School’s sign of trouble

Cindy McLeish at Wesburn Primary School. Picture: ROB CAREW

School holidays are over and 40km/h electronic speed signs are turned back on across the state, but not at Wesburn Primary School, which has been deemed ineligible to receive the flashing light signs installed under the Pedestrian and Safe Schools regional fund.

Speaking in parliament, Eildon MP Cindy McLeish called on the Minister for Roads to make safety a priority outside Wesburn Primary School by installing electronic speed signs.

“I have been calling for this safety measure to be installed on the Warburton Highway, outside Wesburn Primary School since 2016, yet it has fallen on deaf ears,” she said.

The State Government is currently rolling out the $6.5 million Pedestrian and Safe Schools regional program with the aim of improving poor visibility and speed compliance outside schools.

“This was the opportunity for the State Government to finally take action.”

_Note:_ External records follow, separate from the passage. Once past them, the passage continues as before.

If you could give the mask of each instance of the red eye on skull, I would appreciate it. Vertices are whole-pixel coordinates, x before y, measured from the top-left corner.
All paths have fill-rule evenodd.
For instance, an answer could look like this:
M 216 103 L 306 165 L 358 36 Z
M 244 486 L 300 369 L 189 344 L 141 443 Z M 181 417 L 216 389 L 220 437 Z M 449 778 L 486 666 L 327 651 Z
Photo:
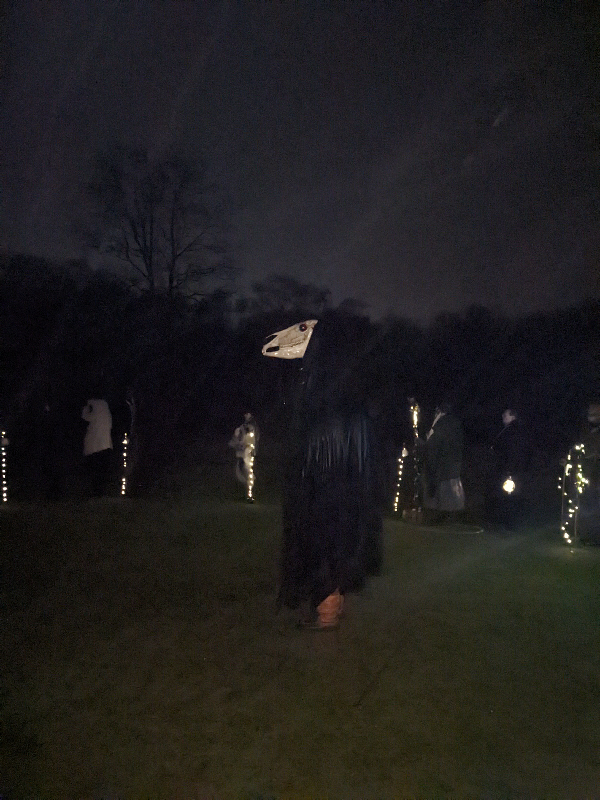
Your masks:
M 306 322 L 303 322 L 299 327 L 302 333 L 304 333 L 304 331 L 308 328 L 308 325 L 306 324 Z

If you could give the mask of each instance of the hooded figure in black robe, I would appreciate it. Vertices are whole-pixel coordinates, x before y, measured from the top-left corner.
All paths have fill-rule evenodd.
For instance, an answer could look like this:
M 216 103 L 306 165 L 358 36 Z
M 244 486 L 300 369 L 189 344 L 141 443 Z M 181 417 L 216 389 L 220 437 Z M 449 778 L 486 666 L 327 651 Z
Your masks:
M 492 524 L 514 531 L 525 521 L 524 486 L 531 462 L 532 442 L 515 409 L 504 409 L 502 423 L 503 428 L 490 448 L 495 464 L 486 511 Z
M 381 490 L 372 420 L 353 391 L 356 348 L 342 325 L 307 320 L 263 354 L 299 358 L 289 428 L 279 604 L 336 627 L 346 592 L 381 565 Z

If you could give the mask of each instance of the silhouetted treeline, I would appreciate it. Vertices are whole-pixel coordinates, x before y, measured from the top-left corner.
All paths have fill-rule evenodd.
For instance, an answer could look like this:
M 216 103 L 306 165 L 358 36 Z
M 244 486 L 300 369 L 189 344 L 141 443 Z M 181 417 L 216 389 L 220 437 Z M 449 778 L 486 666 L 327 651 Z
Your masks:
M 390 454 L 412 437 L 408 397 L 422 407 L 423 433 L 436 403 L 449 400 L 468 440 L 482 445 L 499 430 L 502 409 L 517 406 L 552 457 L 577 437 L 587 403 L 600 397 L 598 301 L 514 320 L 472 307 L 422 327 L 398 318 L 373 322 L 358 303 L 332 308 L 326 291 L 293 279 L 283 281 L 278 308 L 277 280 L 256 286 L 244 302 L 219 291 L 189 304 L 140 294 L 79 262 L 4 257 L 0 411 L 14 458 L 30 463 L 40 435 L 47 436 L 40 420 L 49 407 L 57 458 L 66 469 L 75 464 L 81 408 L 96 393 L 113 410 L 115 441 L 130 424 L 126 394 L 135 397 L 140 491 L 176 469 L 199 439 L 224 440 L 246 410 L 277 438 L 301 362 L 265 359 L 262 343 L 317 315 L 343 326 L 348 380 L 377 417 Z

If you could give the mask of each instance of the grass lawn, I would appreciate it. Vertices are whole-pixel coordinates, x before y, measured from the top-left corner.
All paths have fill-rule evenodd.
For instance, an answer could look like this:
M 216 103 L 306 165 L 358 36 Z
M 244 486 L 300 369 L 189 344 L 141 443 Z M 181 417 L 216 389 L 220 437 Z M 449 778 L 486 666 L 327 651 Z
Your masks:
M 600 796 L 600 548 L 390 518 L 307 632 L 279 534 L 276 502 L 3 508 L 0 796 Z

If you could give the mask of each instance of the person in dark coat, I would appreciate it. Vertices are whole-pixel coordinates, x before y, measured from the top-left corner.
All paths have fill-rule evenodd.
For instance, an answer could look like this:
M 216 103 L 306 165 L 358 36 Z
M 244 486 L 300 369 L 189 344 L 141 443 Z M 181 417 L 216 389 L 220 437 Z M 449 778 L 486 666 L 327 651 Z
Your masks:
M 307 320 L 273 334 L 263 355 L 302 359 L 284 475 L 278 604 L 316 629 L 338 625 L 344 596 L 381 565 L 381 475 L 372 420 L 352 396 L 342 326 Z
M 487 517 L 495 525 L 516 530 L 525 513 L 524 484 L 531 461 L 531 440 L 514 408 L 502 412 L 503 427 L 494 439 L 492 481 Z
M 590 403 L 581 438 L 581 471 L 585 479 L 579 498 L 577 530 L 579 539 L 600 544 L 600 403 Z
M 39 462 L 44 498 L 60 500 L 64 491 L 64 423 L 49 399 L 40 412 Z
M 442 522 L 465 507 L 461 480 L 464 434 L 449 403 L 440 403 L 426 440 L 417 441 L 423 459 L 423 505 L 428 522 Z

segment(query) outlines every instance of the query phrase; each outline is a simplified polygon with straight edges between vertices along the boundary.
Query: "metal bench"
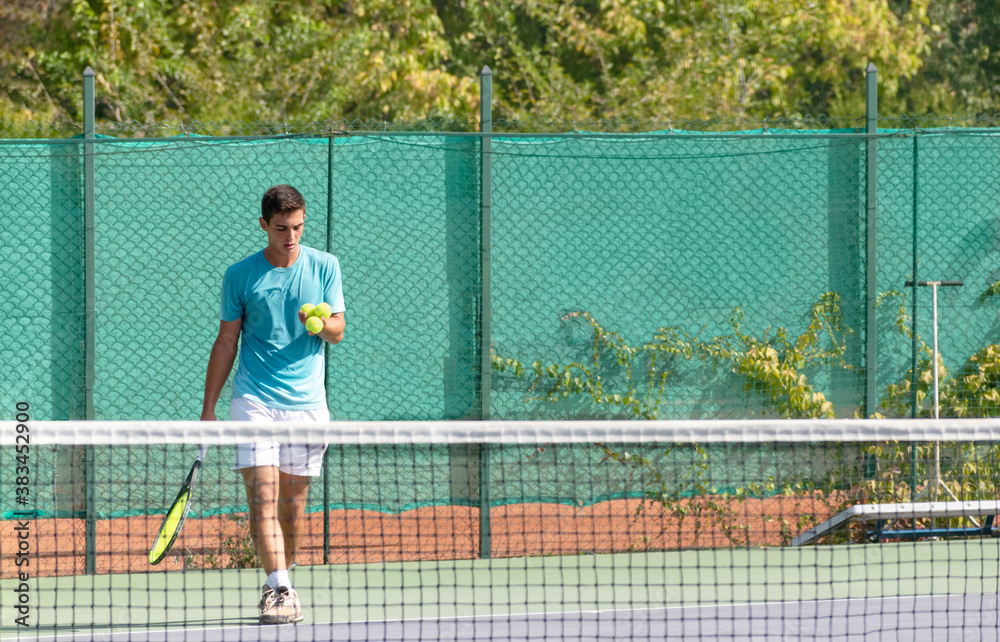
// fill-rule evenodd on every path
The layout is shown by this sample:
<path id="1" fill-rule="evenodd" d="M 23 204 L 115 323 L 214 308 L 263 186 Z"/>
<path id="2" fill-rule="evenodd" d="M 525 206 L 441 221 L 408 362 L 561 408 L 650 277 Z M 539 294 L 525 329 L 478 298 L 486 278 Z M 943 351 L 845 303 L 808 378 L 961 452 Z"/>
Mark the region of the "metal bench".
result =
<path id="1" fill-rule="evenodd" d="M 822 524 L 810 528 L 792 539 L 792 546 L 815 542 L 851 520 L 878 522 L 869 533 L 872 541 L 883 539 L 917 539 L 921 537 L 974 537 L 993 535 L 993 521 L 1000 512 L 1000 501 L 974 502 L 917 502 L 912 504 L 859 504 L 834 515 Z M 986 515 L 982 526 L 974 528 L 925 528 L 886 531 L 887 521 L 897 519 L 918 519 L 923 517 L 974 517 Z"/>

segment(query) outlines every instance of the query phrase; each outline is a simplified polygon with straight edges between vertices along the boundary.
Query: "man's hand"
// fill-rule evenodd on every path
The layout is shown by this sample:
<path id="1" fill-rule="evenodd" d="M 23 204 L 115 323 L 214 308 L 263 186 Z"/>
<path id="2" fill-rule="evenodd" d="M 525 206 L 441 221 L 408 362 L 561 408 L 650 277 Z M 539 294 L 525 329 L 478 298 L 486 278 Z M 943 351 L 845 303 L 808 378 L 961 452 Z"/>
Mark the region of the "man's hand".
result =
<path id="1" fill-rule="evenodd" d="M 313 318 L 315 319 L 318 317 Z M 307 319 L 309 319 L 309 315 L 303 314 L 303 312 L 299 310 L 299 323 L 305 325 Z M 309 336 L 318 335 L 320 339 L 328 341 L 334 345 L 340 343 L 341 339 L 344 338 L 344 313 L 336 312 L 331 314 L 326 319 L 321 320 L 323 321 L 323 329 L 319 332 L 309 332 Z"/>

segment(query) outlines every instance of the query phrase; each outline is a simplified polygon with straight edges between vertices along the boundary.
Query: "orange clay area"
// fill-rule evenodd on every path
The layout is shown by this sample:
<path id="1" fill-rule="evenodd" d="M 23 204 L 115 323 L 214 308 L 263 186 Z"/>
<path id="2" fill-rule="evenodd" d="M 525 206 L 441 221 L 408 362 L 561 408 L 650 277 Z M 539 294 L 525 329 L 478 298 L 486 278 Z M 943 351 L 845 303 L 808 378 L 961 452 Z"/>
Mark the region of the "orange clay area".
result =
<path id="1" fill-rule="evenodd" d="M 701 497 L 669 510 L 638 499 L 594 506 L 516 504 L 491 511 L 492 557 L 572 555 L 623 551 L 779 546 L 831 517 L 833 502 L 813 497 L 734 500 Z M 681 514 L 684 514 L 683 517 Z M 323 514 L 307 516 L 308 535 L 298 564 L 323 563 Z M 226 568 L 249 550 L 245 515 L 188 518 L 167 557 L 149 564 L 149 546 L 162 516 L 123 517 L 97 523 L 98 573 L 148 573 Z M 85 572 L 80 519 L 27 522 L 32 577 Z M 16 521 L 0 522 L 0 576 L 16 577 Z M 794 531 L 794 532 L 793 532 Z M 24 531 L 22 531 L 23 533 Z M 431 506 L 387 515 L 363 510 L 330 513 L 330 563 L 356 564 L 479 557 L 479 510 Z"/>

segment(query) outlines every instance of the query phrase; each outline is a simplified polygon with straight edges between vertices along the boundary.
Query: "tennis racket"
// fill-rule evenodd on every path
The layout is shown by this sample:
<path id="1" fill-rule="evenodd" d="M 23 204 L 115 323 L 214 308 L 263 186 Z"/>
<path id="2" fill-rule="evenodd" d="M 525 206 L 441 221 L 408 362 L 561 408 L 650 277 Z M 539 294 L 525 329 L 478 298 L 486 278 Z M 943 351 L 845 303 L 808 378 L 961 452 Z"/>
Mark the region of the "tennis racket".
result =
<path id="1" fill-rule="evenodd" d="M 191 487 L 194 486 L 195 481 L 198 479 L 198 471 L 201 469 L 201 462 L 205 459 L 205 451 L 207 450 L 208 446 L 200 446 L 198 448 L 198 458 L 191 465 L 191 472 L 188 473 L 187 479 L 184 480 L 181 492 L 177 493 L 177 498 L 174 499 L 174 503 L 170 505 L 170 510 L 167 511 L 166 517 L 163 518 L 163 525 L 160 526 L 160 532 L 156 534 L 156 539 L 153 540 L 153 548 L 149 550 L 150 564 L 160 563 L 167 554 L 167 551 L 170 550 L 170 547 L 174 545 L 174 540 L 180 534 L 181 528 L 184 527 L 184 519 L 187 517 L 188 509 L 191 508 Z"/>

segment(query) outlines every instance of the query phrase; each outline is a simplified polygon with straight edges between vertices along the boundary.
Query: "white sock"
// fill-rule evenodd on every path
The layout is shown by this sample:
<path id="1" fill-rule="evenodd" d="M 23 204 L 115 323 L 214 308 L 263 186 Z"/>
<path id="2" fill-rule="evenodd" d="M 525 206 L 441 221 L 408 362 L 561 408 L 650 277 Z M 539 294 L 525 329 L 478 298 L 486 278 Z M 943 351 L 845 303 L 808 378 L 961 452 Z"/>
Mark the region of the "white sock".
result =
<path id="1" fill-rule="evenodd" d="M 275 571 L 267 576 L 267 580 L 264 582 L 269 587 L 276 589 L 279 586 L 284 586 L 285 588 L 292 588 L 292 579 L 288 577 L 287 570 Z"/>

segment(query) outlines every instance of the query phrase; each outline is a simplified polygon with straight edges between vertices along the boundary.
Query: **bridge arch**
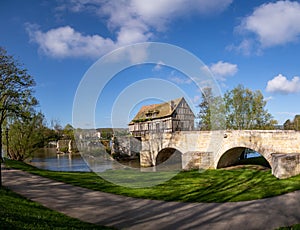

A response from the Minister for Roads Ben Carroll said he had been advised by the Department of Transport (DoT) the speed limit signage outside Wesburn Primary School had been reviewed.

“The investigation showed that the current static 40km/h school speed zone signs are installed in accordance with the current speed zoning guidelines.

“For a site to qualify for electronic speed limit signs, it needs to meet criteria based on the speed limit outside of school hours and traffic volumes. As the section of Warburton Highway near Wesburn Primary School is posted as 50km/h outside of school hours, this site does not qualify for electronic speed limit signs.”

The response noted that DoT would continue to monitor the operation and safety of the section of Warburton Highway to determine the need for any future improvements.

Wesburn Primary School principal Anne Stenhouse said the safety of students, staff and crossing attendants had been neglected for years.

“They are regularly in danger of being hit by cars, buses, trucks, and even logging trucks,” she said.

“Drivers often do not see the current static signs and drive through way in excess of the speed limit and then are forced to pull up suddenly to avoid hitting people. There have been several documented near misses as well as abuse directed at the school crossing attendant.

“We desperately need electronic speed limit signs to alert drivers to the school crossing and keep our community safe.”

Ms McLeish said she would now take action to seek recent traffic flow numbers along the Warburton Highway in Wesburn.

“There are many more factors to consider than traffic flow and the current speed limit. DoT clearly do not understand that traffic along the Warburton Highway past Wesburn Primary School is heavy, that fog regularly covers the road and obscures drivers’ vision and that the Warburton Highway is a long, winding, dangerous highway.”